Estreia nas longas-metragens da realizadora espanhola Lucía Aleñar Iglesias, Forastera circula pelos terrenos da identidade e do coming-of-age, com as marcas do luto de uma família a servirem de engrenagem para um drama intrigante, bem conduzido pela jovem Zoe Stein.
Ela é Catalina, que, juntamente com a irmã mais nova, Eva, interpretada por Martina García, passa o verão na casa dos avós, junto à praia, em Maiorca. Rapidamente percebemos, quando a jovem Catalina finge ser a avó, com quem partilha o mesmo nome, numa conversa telefónica com a mãe, que há muitas coisas por dizer, ou nos silêncios, a afetarem esta família. Isso torna-se ainda mais acentuado quando a avó da adolescente morre subitamente e é Catalina quem a encontra, prostrada nas escadas da habitação. A partir daí, o filme ganha uma forma espectral, no sentido em que a jovem começa a incorporar muitos dos elementos que estavam associados à avó, particularmente quando veste um vestido que a faz transfigurar-se numa figura fisicamente ausente, mas muito presente na atmosfera da mansão e das vidas que por lá habitam.

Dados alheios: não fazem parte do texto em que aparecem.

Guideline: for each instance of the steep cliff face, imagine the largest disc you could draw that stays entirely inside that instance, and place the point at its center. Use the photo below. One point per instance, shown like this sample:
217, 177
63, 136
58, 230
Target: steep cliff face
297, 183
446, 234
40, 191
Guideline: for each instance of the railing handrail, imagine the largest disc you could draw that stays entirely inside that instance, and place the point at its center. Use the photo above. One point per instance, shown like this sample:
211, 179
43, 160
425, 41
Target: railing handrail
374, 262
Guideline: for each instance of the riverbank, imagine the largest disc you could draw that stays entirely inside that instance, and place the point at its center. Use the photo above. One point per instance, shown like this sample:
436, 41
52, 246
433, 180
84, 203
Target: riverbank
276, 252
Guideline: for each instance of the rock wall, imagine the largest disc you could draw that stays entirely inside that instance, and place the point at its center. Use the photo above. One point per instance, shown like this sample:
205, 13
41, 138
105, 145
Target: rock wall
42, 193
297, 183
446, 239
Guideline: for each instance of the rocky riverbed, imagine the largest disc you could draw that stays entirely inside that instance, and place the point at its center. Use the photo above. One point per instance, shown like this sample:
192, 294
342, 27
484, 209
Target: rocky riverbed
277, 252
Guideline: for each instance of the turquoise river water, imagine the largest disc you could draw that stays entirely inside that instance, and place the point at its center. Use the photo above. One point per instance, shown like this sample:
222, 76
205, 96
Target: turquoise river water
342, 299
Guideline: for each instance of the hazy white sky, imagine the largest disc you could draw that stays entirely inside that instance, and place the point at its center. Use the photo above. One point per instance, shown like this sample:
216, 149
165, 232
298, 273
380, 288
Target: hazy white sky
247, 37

Pepa, a mãe de Catalina, interpretada por Núria Prims, vem rapidamente de Madrid para organizar o funeral, mas a relação tensa que mantém com o pai impede-a de assumir a força do amparo familiar, principalmente quando “obriga” o pai a ter alguém que tome conta dele, na figura de uma mulher da limpeza. É nessa relação precária entre figuras em luto que a jovem Catalina acaba por se aproximar de Tomeu, o avô, e por o acompanhar no luto, começando progressivamente, através dos gestos e dos objetos que parecem carregar a memória da avó falecida, a afirmar ao seu jeito uma identidade que é, na realidade, também a da avó.
Num jogo de substituição com tudo o que de problemático poderia advir, Lucía Aleñar Iglesias vai jogando com as expectativas do espectador na forma como conduz a relação entre avô e neta, e como a jovem irmã e a mãe se integram nesses meandros. Ao de cima, levantam-se assim questões como a transmissão involuntária de papéis dentro da família, o peso das figuras ausentes e a forma como o luto pode reorganizar as hierarquias afetivas.
É que Catalina não se limita a recordar a avó, mas começa a ocupar um espaço que a morte deixou vazio, tornando-se uma presença de conforto, talvez de uma estranha continuidade quando seria necessário antes um exercício de rutura.
Por isso, esta é uma estreia segura e de grande sensibilidade, onde crescer e ganhar maturidade prova efetivamente que herdamos muito mais do que nomes, roupas ou parecenças físicas. Sem nunca se assumir como filme de fantasmas, mas antes como um filme sobre uma identidade em trânsito por entre tensões familiares, Forastera merece que a sua cineasta seja acompanhada no futuro. E principalmente pela forma cuidada como, por entre o melodrama, incute algo de thriller e de mistério através de uma direção de fotografia extremamente cuidada, da escolha de ângulos interessantes que também jogam com essa ambiguidade e ainda da música, transformando o filme em algo mais do que um drama de luto e crescimento pessoal.